Evidence for a novel neuronal mechanism driving Alzheimer’s disease, upstream of amyloid (Link to the paper)

An international team of clinicians and neuroscientists* today published a new perspective on the process of neurodegeneration. Their findings review evidence for a mechanism upstream of amyloid including the key neurochemical driving this process. The paper focuses on a selective group of neurons (‘the isodendritic core’). These cells have a different provenance from neurons in the rest of the brain and have previously been identified as primarily vulnerable in Alzheimer’s disease (AD). The authors acknowledge that amyloid is a significant factor in AD once it has progressed but note that it is not present in these neurons in the early stages. If damage occurs to these vulnerable neurons in adulthood, these neurons will respond by mobilising a retaliatory mechanism. This mechanism normally promotes growth of neurons in embryos and early life but in adulthood is detrimental.

The review describes how the pivotal molecule that drives this process, is a bioactive 14mer peptide, T14, that selectively activates a single target receptor. In the mature brain instead of restoring normal function, T14 leads to the death of neurons and initiates an adverse snowball effect that gains momentum over time.

The isodendritic core neurons, found deep in the brain, are responsible for arousal and sleep/wake cycles and are not directly related to higher functions such as memory. Hence, the process of degeneration can continue without obvious symptoms until the damage spreads to areas that underlie cognition. The explanation offered in this article may account for the long-time lag of 10-20 years from onset of neuronal loss to appearance of cognitive impairment.

The review reports how T14 can be detected at a very early stage of AD and therefore could be a pre-symptomatic indication that neurodegeneration had started and as such could be developed as a biomarker. Moreover, the authors describe how a cyclated version, NBP14, can act as a blocker of T14.  NBP14 has been shown to prevent memory dysfunction in a mouse model of AD and its mechanism of action has been demonstrated in a variety of studies including in post mortem human brain tissue.
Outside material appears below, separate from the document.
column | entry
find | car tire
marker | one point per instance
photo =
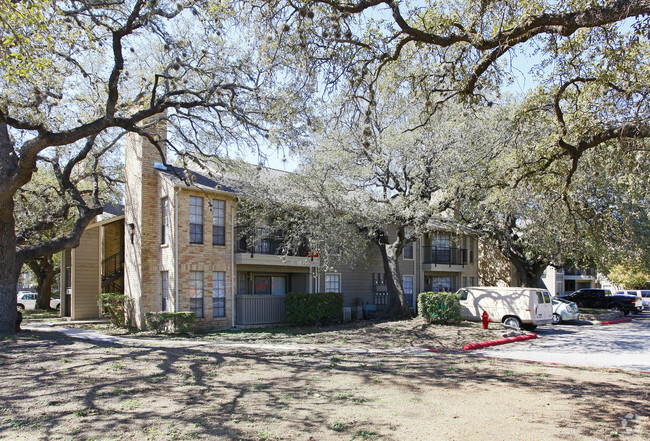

As such NBP14  could eventually inspire a new therapeutic strategy.

* Dr Sara Garcia-Ratés, Neuro-Bio Ltd, Dr Maria Salud Garcia-Ayllon (Fundación FISABIO, Spain), Dr Neus Falgás (Hospital Clinic Barcelona, Spain), Dr Sharon Brangman (Upstate Center of Excellence for Alzheimer’s Disease, SUNY, US), Prof Margaret Esiri (Oxford University hospitals, UK), Prof Clive Coen (King’s College London, UK), Prof Susan Greenfield, Neuro-Bio Ltd. )

Quotes from authors external to Neuro-Bio 

Dr Maria Salud García-Ayllón, researcher at Fundación FISABIO says: This is a novel mechanism that offers a new promising therapeutic strategy that should be explored further

Dr Sharon Brangman, Chair of Dept Geriatrics SUNY Upstate Medical University says: As a clinician it is very exciting to see how this work focuses on mechanisms that are upstream of amyloid with very compelling implications for the development of AD. The clinical implications are significant

Dr Neus Falgás, neurologist at Hospital Clinic de Barcelona, says: This approach proposes a potential mechanism considering the selective vulnerability of neuromodulatory subcortical systems in Alzheimer’s Disease.

 Prof Margaret Esiri, Emeritus professor at Oxford University, says: This review brings together important findings that are relevant to a novel approach to preventing or curtailing Alzheimer’s disease.

 Prof Clive Coen, Emeritus professor at King’s College London, says: Greenfield’s multidisciplinary research, which has been consistently innovative for 50 years, has identified a novel neurobiological system, one that seems to be intimately involved in neurodegenerative processes.